What is Digital Coin?
While it may not be as familiar to consumers as cash, Digital Coin is increasingly a vital part of the world’s financial system. Valued at trillions of dollars, cryptocurrencies are now held as investments, used to pay for goods and services, and even traded on illicit markets like the Dark Web. They have also helped millions of people reclaim their financial independence.
The digital currency movement was catalyzed by the rise of Bitcoin and has since grown to encompass many more types of tokens backed by blockchain technology. Many of these are “stablecoins” that aim to be a replacement for fiat currencies, offering the speed and low transaction fees associated with credit cards or international remittance services like Western Union. Stablecoins can be used in any country with a smartphone and offer the opportunity to bring millions of people into the global economic system who have previously been excluded by traditional banking.

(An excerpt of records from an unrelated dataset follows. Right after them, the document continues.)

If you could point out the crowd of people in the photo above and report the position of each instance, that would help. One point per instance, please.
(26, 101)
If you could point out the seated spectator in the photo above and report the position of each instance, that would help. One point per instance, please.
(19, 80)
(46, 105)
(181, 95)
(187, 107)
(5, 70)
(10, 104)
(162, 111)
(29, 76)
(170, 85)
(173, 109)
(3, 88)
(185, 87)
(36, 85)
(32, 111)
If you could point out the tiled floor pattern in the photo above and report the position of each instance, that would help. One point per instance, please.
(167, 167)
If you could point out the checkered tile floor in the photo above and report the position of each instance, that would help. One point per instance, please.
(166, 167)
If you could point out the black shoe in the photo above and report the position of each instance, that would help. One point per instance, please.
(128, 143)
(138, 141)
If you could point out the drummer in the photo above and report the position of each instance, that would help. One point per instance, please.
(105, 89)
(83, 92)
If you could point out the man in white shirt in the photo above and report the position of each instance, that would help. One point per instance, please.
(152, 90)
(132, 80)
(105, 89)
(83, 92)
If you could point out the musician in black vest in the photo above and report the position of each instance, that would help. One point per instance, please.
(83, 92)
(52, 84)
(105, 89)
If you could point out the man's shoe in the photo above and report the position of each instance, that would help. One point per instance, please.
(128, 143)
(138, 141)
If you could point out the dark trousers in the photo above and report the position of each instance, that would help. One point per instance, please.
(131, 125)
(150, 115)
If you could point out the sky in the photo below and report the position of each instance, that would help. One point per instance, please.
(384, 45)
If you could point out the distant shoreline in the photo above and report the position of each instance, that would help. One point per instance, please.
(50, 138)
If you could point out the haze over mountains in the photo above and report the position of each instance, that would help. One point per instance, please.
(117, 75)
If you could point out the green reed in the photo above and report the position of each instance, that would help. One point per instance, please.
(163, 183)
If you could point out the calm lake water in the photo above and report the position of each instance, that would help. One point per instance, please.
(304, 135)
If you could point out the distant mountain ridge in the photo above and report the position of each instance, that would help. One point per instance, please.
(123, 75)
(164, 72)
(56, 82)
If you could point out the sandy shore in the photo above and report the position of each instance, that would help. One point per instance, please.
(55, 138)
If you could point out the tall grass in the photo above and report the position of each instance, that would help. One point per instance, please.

What’s more, digital coins can be transferred quickly and anonymously, with no need for a central authority to approve or charge a fee. This has made them attractive to a range of users, including dissidents in authoritarian countries who raise funds in Bitcoin to avoid state controls and terrorist groups seeking to circumvent sanctions and avoid the U.S. dollar’s dominance as the international reserve currency.
A digital currency can be “hard” or “soft.” Hard electronic money is similar to cash and cannot be reversed unless there is an argument for why a transaction should be reversed. In contrast, soft electronic money allows a payment to be reversed, although there is typically a significant delay between when a payment is submitted for a refund and when it is actually refunded.
Cryptocurrencies are not the first attempts to create a digital coin. Various systems have been attempted in the past, often by libertarian-minded individuals known as Cypherpunks. However, most of these efforts failed because of a key problem: a lack of an effective way to prevent double spending. If a digital coin can be copied and sent to several recipients, it loses its value.
One solution is to have a trusted centralized entity issue, distribute, and verify cryptocurrency units. But this was not acceptable to the Cypherpunks, who wanted a completely decentralized solution. So they created a cryptocurrency that relied on an open-source cryptography protocol to ensure the integrity of transactions.
Unlike existing money transfers, digital transactions work at the same speed 24 hours a day and can be processed instantly, eliminating costly delays caused by bank holidays or closures. They also reduce costs by cutting out middlemen that seek economic rent from processing a transaction.
With their benefits and risks, it is no wonder that many central banks are considering creating their own digital currencies. This is an opportunity for them to harness technological innovations while ensuring financial stability and consumer protection. But the development of a central-bank-issued digital coin will take time and will be complicated by issues like privacy, security, and interoperability with other payment networks.